Farmers could still put off getting their 1999 payments until next year if they don’t want the cash now. The payments, which are guaranteed through 2002 under the 1996 farm law, will total $5.6 billion next year.
Earlier this month, the Senate approved $500 million in cash assistance to producers who have suffered repeated crop failures, and House leaders immediately indicated tentative support for that plan. But with drought gripping the South and farmers in the northern Plains suffering from sagging grain prices and crop disease, lawmakers have been under pressure to do still more.
The Senate rejected a $1.6 billion plan by Democrats to boost prices by expanding crop marketing loans. Republicans said the plan was too expensive and could end up depressing crop prices further by encouraging overproduction.
Senate Democrats, who held an unofficial hearing Wednesday on the downturn in the farm economy, promised to keep pressing for expanding the loan program by lifting a cap on loan rates and extending the life of the loans.
``We have made some progress, but our fight is far from over,″ said Senate Minority Leader Tom Daschle, D-S.D.

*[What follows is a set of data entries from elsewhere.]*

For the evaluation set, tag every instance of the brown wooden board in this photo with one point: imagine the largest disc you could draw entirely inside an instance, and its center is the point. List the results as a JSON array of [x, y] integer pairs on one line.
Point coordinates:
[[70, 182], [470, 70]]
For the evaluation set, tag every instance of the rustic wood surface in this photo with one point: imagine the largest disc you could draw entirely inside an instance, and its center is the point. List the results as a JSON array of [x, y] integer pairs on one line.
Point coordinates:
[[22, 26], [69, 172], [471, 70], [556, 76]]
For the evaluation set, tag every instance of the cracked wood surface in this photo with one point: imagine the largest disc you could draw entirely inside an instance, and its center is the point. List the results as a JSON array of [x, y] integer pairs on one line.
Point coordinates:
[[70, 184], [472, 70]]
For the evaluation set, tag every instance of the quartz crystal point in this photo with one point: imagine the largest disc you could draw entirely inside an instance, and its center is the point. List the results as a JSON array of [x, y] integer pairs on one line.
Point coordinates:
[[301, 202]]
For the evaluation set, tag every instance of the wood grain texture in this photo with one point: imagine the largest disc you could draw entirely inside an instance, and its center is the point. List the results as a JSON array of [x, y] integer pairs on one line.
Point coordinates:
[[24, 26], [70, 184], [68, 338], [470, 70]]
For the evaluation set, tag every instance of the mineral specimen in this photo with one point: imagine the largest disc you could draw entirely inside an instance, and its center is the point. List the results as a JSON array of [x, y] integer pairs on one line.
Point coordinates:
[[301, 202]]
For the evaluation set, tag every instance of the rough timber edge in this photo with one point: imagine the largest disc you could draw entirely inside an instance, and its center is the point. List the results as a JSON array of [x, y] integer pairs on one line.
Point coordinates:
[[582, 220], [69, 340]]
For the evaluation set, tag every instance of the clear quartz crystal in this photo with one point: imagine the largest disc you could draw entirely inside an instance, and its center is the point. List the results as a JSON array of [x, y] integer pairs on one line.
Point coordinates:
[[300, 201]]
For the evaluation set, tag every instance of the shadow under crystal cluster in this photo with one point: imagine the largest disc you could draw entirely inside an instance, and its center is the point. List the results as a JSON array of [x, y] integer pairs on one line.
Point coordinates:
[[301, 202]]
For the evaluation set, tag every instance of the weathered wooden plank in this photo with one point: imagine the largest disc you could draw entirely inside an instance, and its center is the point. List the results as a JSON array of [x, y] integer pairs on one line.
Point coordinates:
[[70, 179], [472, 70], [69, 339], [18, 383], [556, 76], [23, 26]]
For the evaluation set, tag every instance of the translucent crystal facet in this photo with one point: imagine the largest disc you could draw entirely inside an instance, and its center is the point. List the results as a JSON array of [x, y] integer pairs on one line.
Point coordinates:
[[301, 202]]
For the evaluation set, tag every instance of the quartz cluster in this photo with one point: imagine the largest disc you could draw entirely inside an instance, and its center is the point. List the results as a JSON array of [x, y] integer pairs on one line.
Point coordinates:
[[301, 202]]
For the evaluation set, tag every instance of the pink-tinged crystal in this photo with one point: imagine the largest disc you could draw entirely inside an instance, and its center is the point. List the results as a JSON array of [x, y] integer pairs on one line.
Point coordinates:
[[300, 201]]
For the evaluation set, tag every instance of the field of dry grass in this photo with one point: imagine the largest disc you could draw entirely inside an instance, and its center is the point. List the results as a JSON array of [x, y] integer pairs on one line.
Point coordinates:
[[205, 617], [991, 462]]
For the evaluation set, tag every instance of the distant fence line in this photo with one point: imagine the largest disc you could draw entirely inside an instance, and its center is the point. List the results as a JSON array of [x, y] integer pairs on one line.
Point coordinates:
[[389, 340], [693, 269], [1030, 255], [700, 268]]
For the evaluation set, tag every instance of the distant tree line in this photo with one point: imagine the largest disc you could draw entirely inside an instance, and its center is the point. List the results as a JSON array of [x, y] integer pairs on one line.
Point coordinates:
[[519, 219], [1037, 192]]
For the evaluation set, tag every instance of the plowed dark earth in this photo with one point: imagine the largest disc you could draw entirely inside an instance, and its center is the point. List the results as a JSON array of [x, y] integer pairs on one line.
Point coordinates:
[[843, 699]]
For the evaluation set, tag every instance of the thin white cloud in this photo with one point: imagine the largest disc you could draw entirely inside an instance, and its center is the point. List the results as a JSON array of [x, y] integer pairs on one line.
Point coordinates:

``We’re going to be back tomorrow, tomorrow, tomorrow and tomorrow until we get something done to turn this around,″ said Sen. Tom Harkin, D-Iowa.
Nicholas Nemec, a wheat and livestock producer from Holabird, S.D., told the Democratic lawmakers that he barely had enough money to pay his $3,000 health-insurance premium this year and had to sell off cattle feed and one of his bulls to meet other expenses. Wheat is selling for less than $2 a bushel, half what it was worth two years ago.
``I don’t want ... a handout,″ said Nemec, his voice breaking. ``All I want is a chance to sell my crops at a reasonable price in a fair and open marketplace.″
Deb Lundgren of Kulm, N.D., said her farm made $10,288 last year, slightly less than her grandfather’s income from the same land 40 years ago. The farm has had crops damaged by disease in three of the past five years, and a June hailstorm destroyed much of this year’s production. She’s considering taking a job at a local pizza restaurant.
``The sad reality is I can make more money rolling the dough than I can investing to grow the ingredients,″ she said.